When the program began, the opening described her as the “girl on the beat,” but within a year girl was changed to woman.

From her Broadcast Legends bio:

    One reason the Noon News became the top rated half-hour news show in six months was that viewers found the Channel 5 news exciting with Ramey’s style of broadcasting. She put on a workman’s helmet and from a construction elevator beamed out a KPIX special on the progress of the newest, tallest building in San Francisco. She rode with the S Squad at midnight to give KPIX Noon News viewers the lowdown on San Francisco Detail Police. She brought her viewers face to face with one of their new neighbors, a bearded beatnik recently moved to North Beach from Greenwich Village. She wanted to find out just what makes a beatnik tick.

The IJ quotes Peter Cleaveland, news anchor at KGO-TV at about the same time Ramey Queirolo was at KPIX, as saying, “it was a time when you could have women reporting, but they were on the social side or on food. They weren’t considered for positions doing hard news and daily news gathering. She broke that line.”

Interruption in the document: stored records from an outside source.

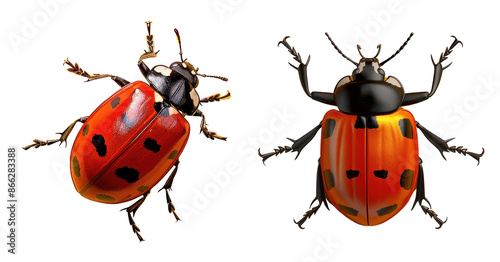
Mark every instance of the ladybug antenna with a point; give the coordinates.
(179, 41)
(399, 50)
(359, 51)
(340, 52)
(218, 77)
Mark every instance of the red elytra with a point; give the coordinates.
(127, 145)
(369, 173)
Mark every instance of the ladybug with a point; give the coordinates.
(135, 137)
(369, 165)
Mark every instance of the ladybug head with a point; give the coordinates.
(367, 91)
(176, 83)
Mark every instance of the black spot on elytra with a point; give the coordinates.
(371, 122)
(352, 173)
(105, 198)
(329, 179)
(99, 144)
(151, 145)
(406, 128)
(328, 128)
(360, 122)
(76, 166)
(128, 174)
(387, 210)
(115, 102)
(127, 121)
(349, 210)
(406, 180)
(381, 173)
(86, 130)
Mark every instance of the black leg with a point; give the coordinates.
(442, 145)
(64, 135)
(413, 98)
(420, 196)
(203, 127)
(297, 145)
(167, 187)
(75, 69)
(320, 197)
(131, 212)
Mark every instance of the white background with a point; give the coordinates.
(234, 208)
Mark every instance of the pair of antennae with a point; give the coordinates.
(379, 47)
(183, 60)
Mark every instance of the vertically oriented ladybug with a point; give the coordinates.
(135, 137)
(369, 164)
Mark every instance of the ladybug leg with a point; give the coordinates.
(297, 145)
(320, 197)
(442, 145)
(323, 97)
(417, 97)
(167, 187)
(203, 127)
(216, 98)
(76, 69)
(421, 196)
(64, 136)
(131, 212)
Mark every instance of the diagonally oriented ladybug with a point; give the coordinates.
(369, 164)
(133, 139)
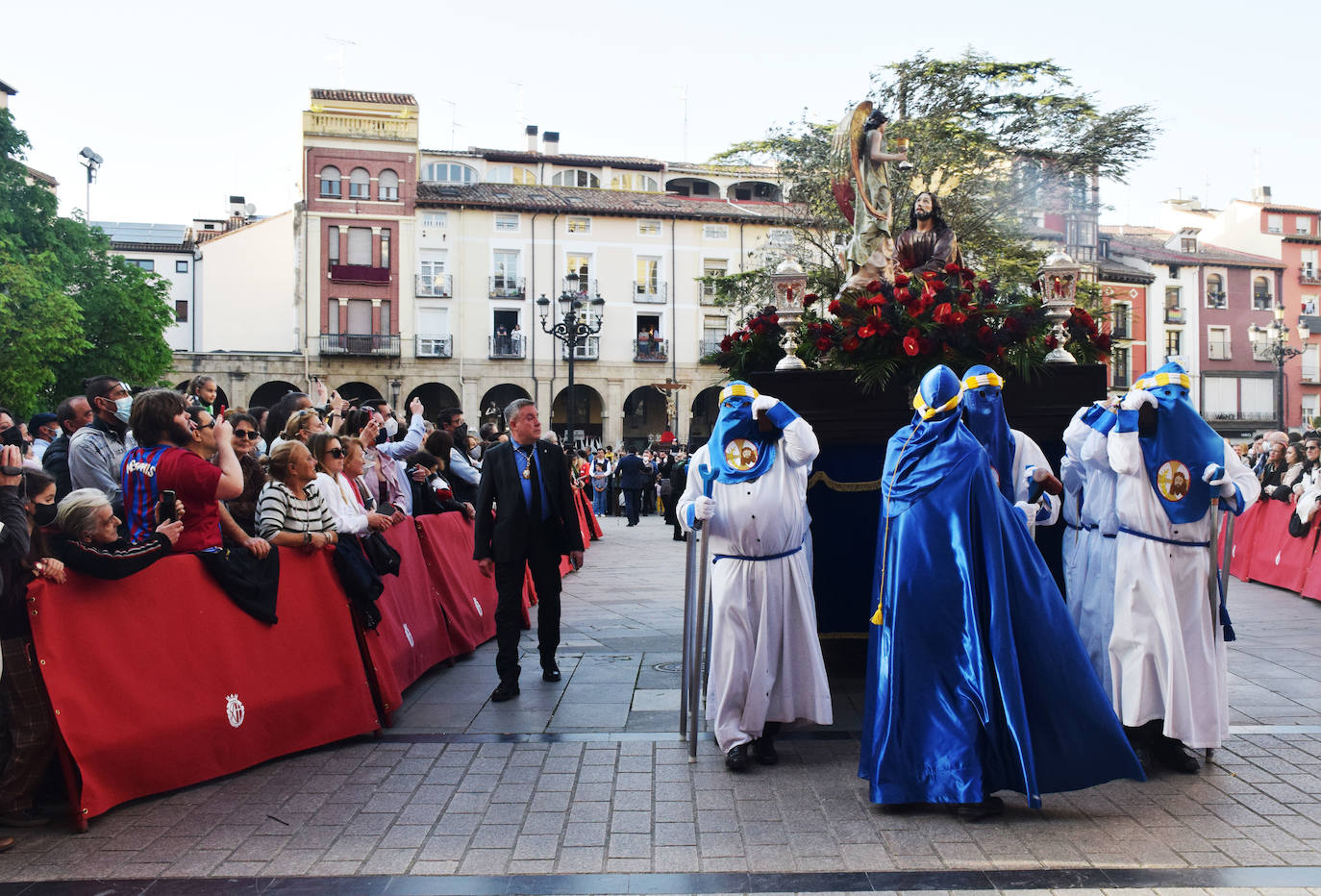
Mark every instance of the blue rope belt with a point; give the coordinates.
(740, 557)
(1164, 540)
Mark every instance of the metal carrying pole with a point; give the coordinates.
(694, 669)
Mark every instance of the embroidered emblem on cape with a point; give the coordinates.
(1172, 480)
(234, 709)
(741, 455)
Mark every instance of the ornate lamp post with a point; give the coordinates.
(1059, 281)
(1272, 344)
(790, 285)
(572, 329)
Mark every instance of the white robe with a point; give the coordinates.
(1166, 649)
(1094, 612)
(765, 660)
(1025, 456)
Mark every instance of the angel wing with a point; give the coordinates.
(846, 162)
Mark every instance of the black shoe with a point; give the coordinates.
(988, 808)
(736, 760)
(505, 691)
(23, 818)
(1171, 754)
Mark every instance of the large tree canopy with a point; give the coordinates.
(995, 140)
(69, 308)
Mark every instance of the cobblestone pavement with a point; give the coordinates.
(586, 779)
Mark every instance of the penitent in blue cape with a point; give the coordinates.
(977, 681)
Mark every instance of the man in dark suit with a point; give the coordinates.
(633, 475)
(536, 522)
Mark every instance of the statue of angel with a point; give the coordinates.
(859, 158)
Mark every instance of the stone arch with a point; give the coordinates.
(588, 415)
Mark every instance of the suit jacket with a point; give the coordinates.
(633, 472)
(504, 535)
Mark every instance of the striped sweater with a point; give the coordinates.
(279, 510)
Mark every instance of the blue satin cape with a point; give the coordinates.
(977, 680)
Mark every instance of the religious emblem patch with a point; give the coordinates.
(234, 709)
(1172, 480)
(741, 455)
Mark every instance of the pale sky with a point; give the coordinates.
(190, 103)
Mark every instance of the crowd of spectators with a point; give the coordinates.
(112, 482)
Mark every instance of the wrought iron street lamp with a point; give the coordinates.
(1272, 344)
(574, 328)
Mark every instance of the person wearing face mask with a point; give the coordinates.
(96, 451)
(24, 703)
(463, 475)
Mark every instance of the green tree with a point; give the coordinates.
(69, 308)
(992, 139)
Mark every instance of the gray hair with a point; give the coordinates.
(77, 511)
(514, 408)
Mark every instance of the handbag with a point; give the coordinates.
(381, 554)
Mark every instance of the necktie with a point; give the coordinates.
(536, 482)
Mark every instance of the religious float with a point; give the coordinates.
(850, 363)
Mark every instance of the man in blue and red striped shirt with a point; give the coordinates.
(162, 429)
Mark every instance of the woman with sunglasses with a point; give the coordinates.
(339, 493)
(240, 528)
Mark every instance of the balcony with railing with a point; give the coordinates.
(589, 349)
(437, 286)
(580, 286)
(650, 350)
(506, 286)
(649, 293)
(435, 345)
(382, 345)
(360, 274)
(505, 346)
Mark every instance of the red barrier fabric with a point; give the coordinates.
(159, 681)
(466, 596)
(1246, 528)
(1278, 558)
(412, 635)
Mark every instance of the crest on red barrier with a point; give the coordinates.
(234, 709)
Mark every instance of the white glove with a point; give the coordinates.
(703, 508)
(762, 403)
(1136, 398)
(1030, 511)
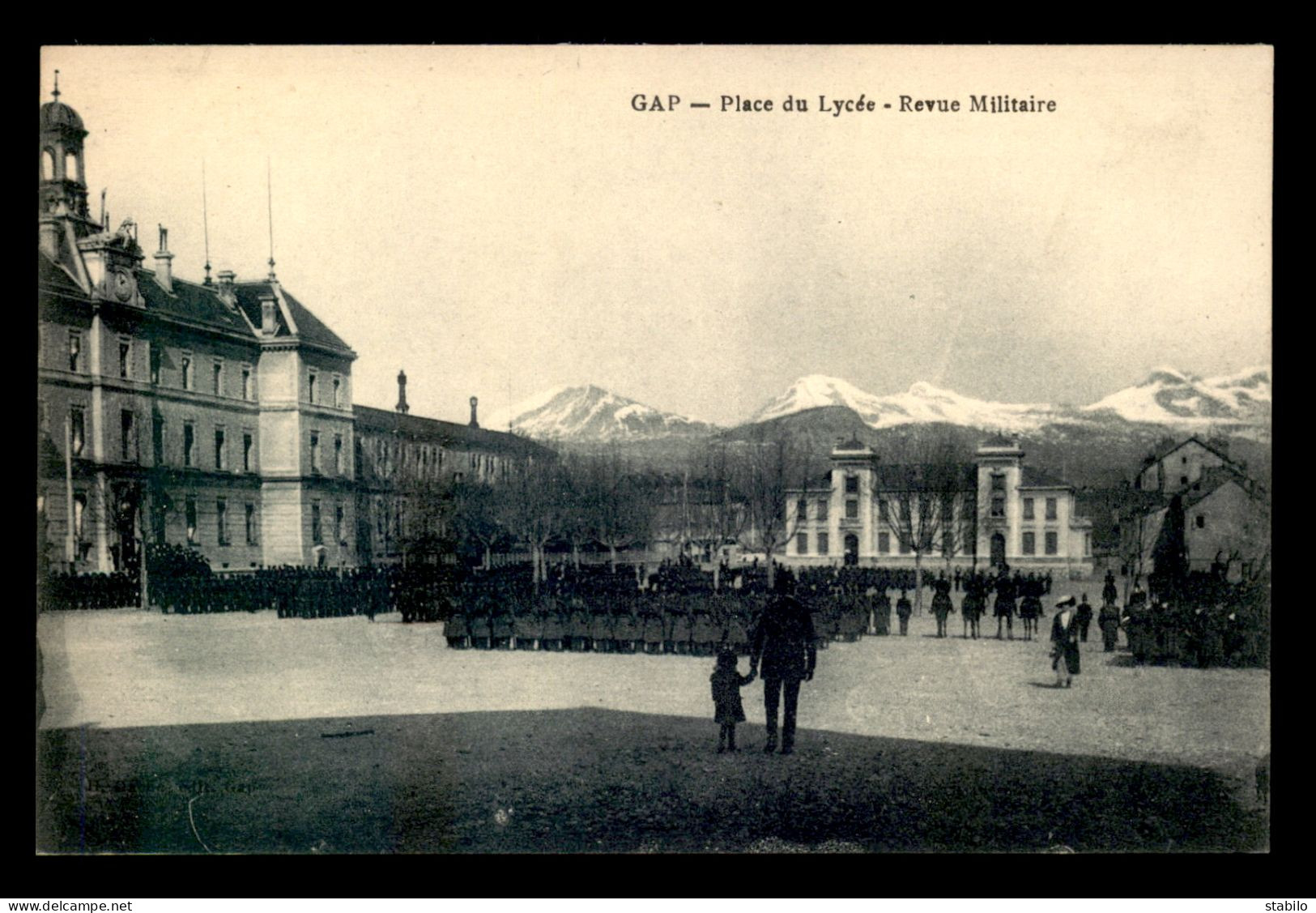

Cleaveland added: “She was a thoroughly engaging woman and a classy lady.”

(Photo credit:

Bay Area Media News,


  1. I remember watching Wanda Ramey and John Weston do the noon and evening news on KPIX during the 60s. I was a fresh-faced teen then.
    I never thought much about what ground-breaking and pioneering work Ramey did. I just took it for granted that women should be equal in everything. Now, having read her obit, I realized how truly remarkable Ramey was. And I'm so glad that KPIX back then changed her tag from "girl" to woman.
    I'm also sad that no other local station mentioned her passing. Even then, CBS5 did a very short piece on her; it deserved more than a few seconds and then only a mention in the middle of the newscast, given her work in broadcast journalism.

  2. By saying she was a pioneering anchor in the 50's gives short shrift to her work in the 60s and 70s. I remember a lot of it. She did hard news, not flower shows or society gatherings like other women in TV back then.

    It's also disappointing that no other stations reported her death besides KPIX. I believe she also worked at KGO and KRON at different times. Our local media scene has almost no institutional memory. I appreciate the Marin IJ and the Peninsula Press Club for highlighting her career.

  3. When I saw the headline "Pioneering Bay Area woman news anchor dies at 85" on the Oakland Trib's web site tonight, I said out loud to my husband, "It must be Wanda Ramey."

    Sure enough, I was right. I must've been of preschool age back in the early '60s when I first remember watching Ms. Ramey on our B&W screen. I always thought that my late mother was a big fan. Obviously, Ms. Ramey also made a big impression on me, since I still can recall her name almost 50 years later!

    I am happy that she lived such a long and productive life.